Apache Lucene 2025 wrap-up

2025 was a stellar year for Apache Lucene; here are our highlights.

It’s hard to believe that Apache Lucene has been around for over a quarter of a century! Yes, more than 25 years of search enabled through Apache Lucene.

Community by the numbers

For contributions and the community as a whole, 2025 was another strong year, with 1,756 commits and 1,080 pull requests from 134 unique contributors. The community continued to grow this year, increasing the number of contributors by 98 from the previous year. The project management committee (PMC) and committer cohort also increased. Apache Lucene added nine new committers in 2025, one of whom was Elastic’s own Simon Cooper. (Congratulations, thecoop!) The PMC also welcomed two new members. Our little community continues to grow.

Our highlights

With almost 2,000 commits and eight releases, it’s difficult to summarize all the things that we loved from the year in Apache Lucene. But, not hiding from a challenge, here are some of our highlights.

The year of faster queries

In many ways, 2025 was the year Apache Lucene embraced better auto-vectorization, manual SIMD optimizations, and overall making things go faster. Lucene community member Adrien Grand goes into great detail in this blog, and below are links and summaries for the biggest jumps. As always, a huge shout-out to Mike McCandless for maintaining the Apache Lucene Benchmarks for years.
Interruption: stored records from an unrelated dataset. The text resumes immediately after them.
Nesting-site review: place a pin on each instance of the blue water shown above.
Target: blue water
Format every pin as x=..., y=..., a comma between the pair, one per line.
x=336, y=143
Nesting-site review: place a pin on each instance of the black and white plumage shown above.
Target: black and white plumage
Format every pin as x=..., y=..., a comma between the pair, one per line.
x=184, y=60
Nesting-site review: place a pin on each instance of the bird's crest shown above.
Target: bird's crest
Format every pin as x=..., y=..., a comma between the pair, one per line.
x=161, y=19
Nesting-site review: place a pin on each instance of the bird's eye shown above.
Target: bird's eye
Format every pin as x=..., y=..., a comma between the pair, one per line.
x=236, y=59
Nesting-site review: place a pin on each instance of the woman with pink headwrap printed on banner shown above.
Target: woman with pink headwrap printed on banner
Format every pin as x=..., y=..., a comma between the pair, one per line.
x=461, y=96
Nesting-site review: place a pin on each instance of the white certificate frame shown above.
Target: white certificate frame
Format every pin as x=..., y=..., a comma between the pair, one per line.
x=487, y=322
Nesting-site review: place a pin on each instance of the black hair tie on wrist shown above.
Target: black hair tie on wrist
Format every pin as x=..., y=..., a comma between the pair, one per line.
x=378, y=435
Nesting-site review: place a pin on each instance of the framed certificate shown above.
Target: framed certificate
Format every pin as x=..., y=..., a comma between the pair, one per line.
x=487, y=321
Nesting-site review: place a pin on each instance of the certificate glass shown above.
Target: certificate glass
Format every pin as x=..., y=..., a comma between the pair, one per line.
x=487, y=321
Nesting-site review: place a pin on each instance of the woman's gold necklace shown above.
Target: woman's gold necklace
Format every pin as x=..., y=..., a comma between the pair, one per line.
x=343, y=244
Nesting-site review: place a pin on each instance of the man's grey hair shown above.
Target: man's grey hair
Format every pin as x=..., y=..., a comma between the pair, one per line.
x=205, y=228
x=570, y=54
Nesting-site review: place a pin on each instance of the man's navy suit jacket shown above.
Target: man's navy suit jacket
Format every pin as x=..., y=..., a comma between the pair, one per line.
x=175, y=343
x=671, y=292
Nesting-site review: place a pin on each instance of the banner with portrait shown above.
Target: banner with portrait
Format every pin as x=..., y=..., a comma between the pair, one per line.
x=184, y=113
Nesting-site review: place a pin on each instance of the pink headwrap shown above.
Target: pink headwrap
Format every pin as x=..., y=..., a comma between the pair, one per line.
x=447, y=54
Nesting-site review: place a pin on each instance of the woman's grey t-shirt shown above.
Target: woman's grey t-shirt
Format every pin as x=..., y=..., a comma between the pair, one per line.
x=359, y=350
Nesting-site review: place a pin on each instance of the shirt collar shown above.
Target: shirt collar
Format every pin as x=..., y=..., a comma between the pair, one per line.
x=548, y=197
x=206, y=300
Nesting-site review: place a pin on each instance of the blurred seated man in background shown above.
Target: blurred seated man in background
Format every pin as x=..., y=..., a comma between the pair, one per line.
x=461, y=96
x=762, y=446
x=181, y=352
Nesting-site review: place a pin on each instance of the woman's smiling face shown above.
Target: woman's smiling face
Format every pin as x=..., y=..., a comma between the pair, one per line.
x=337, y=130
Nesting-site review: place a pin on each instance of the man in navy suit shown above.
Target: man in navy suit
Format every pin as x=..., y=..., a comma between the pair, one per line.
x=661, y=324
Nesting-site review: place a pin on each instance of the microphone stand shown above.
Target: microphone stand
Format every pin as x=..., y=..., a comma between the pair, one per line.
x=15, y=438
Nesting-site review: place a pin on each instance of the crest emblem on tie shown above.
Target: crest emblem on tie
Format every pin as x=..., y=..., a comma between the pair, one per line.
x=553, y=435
Discounting the hardware change [IS], this is almost a 60% increase in query speed in 2025, going from <100 queries per second (qps) to >170 qps.

There were a number of vector search improvements in 2025. Three to highlight are improving filtered vector search with ACORN, adding optimistic multisegment search, and bulk scoring of vectors.

ACORN-1 is an interesting algorithm for graph-based vector indices. It has the significant benefit of being filter and algorithm-agnostic. Since Apache Lucene uses hierarchical navigable small world (HNSW) for its indexing and users generally want to just filter on anything and everything without additional configuration, it’s a perfect fit. A community member originally investigated adding this algorithm. (He has since been hired by Elastic. Hi, Ben! 👋👋👋) A nice balance was found for Lucene, providing faster filtered vector search without requiring significant work by the user in configuration and no additional indexing of information.

The addition of optimistic multisegment vector search to Apache Lucene really highlights how the community comes together to make it all happen. Three different individuals combined powers to debug, benchmark, design, and iterate on this solution. Originally proposed by Michael Sokolov (a vector search superstar in the Lucene community), it immediately caught my attention, too, because it claimed to fix our weird concurrency consistency bug without sacrificing performance. With some iteration and benchmarking by fellow community member Dzung Bui, we were able to strike the right balance in speed and recall, improving performance, making multithreaded searches consistent, and implementing a pretty neat algorithm.

Bulk scoring was born out of a collaboration between community member Trevor McCulloch and our very own Chris Hegarty and was introduced as a new scoring interface in PR #14978, with an initial float32 implementation following in PR #14980. Modern vector search involves thousands or even millions of comparisons as a query vector is evaluated against vectors in the index, often by traversing a graph of nearest neighbors. Traditionally, these comparisons are performed one vector at a time. Bulk scoring inverts that model by passing a batch of vectors, represented as ordinals in the index, to the scorer in a single call. This allows the scorer to prefetch and pipeline work across vectors, amortizing cache misses and reducing per-vector overhead. An exciting aspect of the original design discussion considered bulk scorers implemented in Rust and C. While Lucene itself remains a Java library, this opens the door to highly optimized, SIMD-friendly, native implementations.

We didn’t even get to talk about several other improvements that landed in this area, including HNSW optimizations, like more compact GroupVarInt graph encoding, bypassing graph construction for tiny segments, and continued reductions in memory footprint. On the operations side, Lucene now exposes off-heap memory requirements, making it easier to understand and debug native memory usage. While these changes are small(ish) individually, together they help make Lucene’s vector search faster, leaner, and easier to operate in production.

Bonus

The last highlight is a little out of place. It's a particularly frustrating but satisfying bug fix. I won’t go into deep details here, as it touches on how Lucene does max scoring and bulk scoring, applies filters, and handles all its internal iterator state. This deserves its own blog post. In short, we ran into this bug in production in late September 2025. It was surfacing as an EndOfFileException during a specific query execution. And then, like all fun bugs, it took a week or two of work to reproduce and fully debug. Finally, when we knew what exactly caused the exception to throw, we then had to dig into why to fix it. All in all, a month’s worth of work summarized in one line of code. Bask in its glory:

- top.doc = top.approximation.advance(filter.doc);
+ // Must use the iterator as `top` might be a two-phase iterator
+ top.doc = top.iterator.advance(filter.doc);

Goodbye 2025, hello 2026

A big thank you to everyone in the Apache Lucene community who worked tirelessly to improve this venerable search library. We ❤️ you.